Intelligence Flashcards
What did Prof Sir Godfrey Thomson do?
Obtained only record of IQ-type scores from full national year-of-birth cohorts (Scotland 1932 & 1947)
By 1948 - 1.25 million Moray House Tests were sold
Advocate of universal education - saw his mental ability tests as useful means to give poor children a chance in life by looking past pupils’ social status
What did Prof Ian Deary unearth?
The Scottish Mental Surveys Test in 1997
How many 11 y/o children were tested in the original Scottish Mental Surveys?
1932 - 87, 498
1947 - 70,805
What research did Ian Deary carry out?
He gathered 1641 people from the two original cohorts and retested them on the mental ability test at around 80 years old
What did the retesting of Scottish Mental Survey investigate?
- How thinking skills change as we age
- How to maintain a healthy brain throughout life (cognitive functions ageing well) - examining health, lifestyles, genetics etc
- How did intelligence scores at 11 relate to later life outcomes
What is a fundamental purpose of intelligence assessment?
Prediction
What is the main definition of intelligence? (Gottfredson, 1997)
Intelligence is a very general mental capability that, among other things, involves the ability to reason, plan, solve problems, think abstractly, comprehend complex ideas, learn quickly, and learn from experience. It is not merely book learning, a narrow academic skill, or test-taking smarts.
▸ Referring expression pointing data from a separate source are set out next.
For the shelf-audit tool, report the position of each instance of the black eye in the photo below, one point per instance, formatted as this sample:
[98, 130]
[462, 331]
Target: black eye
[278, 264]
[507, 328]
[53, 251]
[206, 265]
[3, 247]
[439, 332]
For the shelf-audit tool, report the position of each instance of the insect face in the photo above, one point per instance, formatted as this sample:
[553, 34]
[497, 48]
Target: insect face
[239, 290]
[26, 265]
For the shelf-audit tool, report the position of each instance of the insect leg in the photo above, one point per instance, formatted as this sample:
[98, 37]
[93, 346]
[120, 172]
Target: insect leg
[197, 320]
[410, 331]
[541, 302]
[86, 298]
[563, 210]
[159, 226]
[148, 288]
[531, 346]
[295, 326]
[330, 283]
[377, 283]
Rather, it reflects a broader and deeper capability for comprehending our surroundings - ‘catching on’, ‘making sense’ of things, or ‘figuring out’ what to do.
Is intelligence a general or specific mental ability?
General
What are two common themes in definitions of intelligence? (experience and environment)
Capacity to learn from experience
Capacity to adapt to environment
Why is it difficult to understand how the brain processes complex cognitive constructs?
Because the brain is not likely to adhere to the boundaries imposed by our inherited terms (provided by people who knew nothing about brain activity).
What is boxology and why is it a problem in psychology?
- Psychologists love boxing off areas of the brain
- PFC - everything complex is claimed to happen here
- Connections between areas are also crucial
What is a hypothetical construct and operationalisation?
A hypothetical construct is an explanatory variable which is not directly observable
Operationalisation is making a concept clearly distinguishable and measurable, to understand it in terms of empirical observations
What are examples of operationalising hypothetical constructs?
Intelligence - e.g. Number of questions on IQ test
Aggression - e.g. Number of verbal attacks in a conversation
Overconfidence - e.g. Perceived vs ACTUAL performance
What are implicit theories of intelligence?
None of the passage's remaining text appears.